In today’s environment with nuclear plants being prime cyber targets, industry should be looking at more not less. There are new ICS cyber vulnerabilities being identified what seems like weekly that affect control systems including those used in nuclear power plants. The Chinese, Russians, Iranians, etc continue to cyber attack our infrastructures - nuclear plants are certainly on their list of targets. DHS is holding cleared briefings on Havex and BlackEnergy that can affect control system HMIs in nuclear plants.
The NEI petition keeps the following in the existing rule – systems and components necessary to:
- “…prevent significant core damage and spent fuel sabotage; or
- Whose failure would cause a reactor scram.”

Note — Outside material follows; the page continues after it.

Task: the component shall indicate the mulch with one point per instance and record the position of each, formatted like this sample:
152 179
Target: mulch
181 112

However, the petition wants to explicitly exclude the following categories in the existing rule:
-“safety-related and important-to-safety functions,
- security functions,
- emergency preparedness functions, including off-site communications,
- and support systems and equipment, which if compromised, would adversely impact safety, security, or emergency preparedness functions.”
The perception is the nuclear utilities want to reduce cyber security not increase it. Considering the categories they want to exclude have already contributed to core melt and nuclear plant scrams and there is so much focus on cyber security, why are NEI and the utilities doing this now?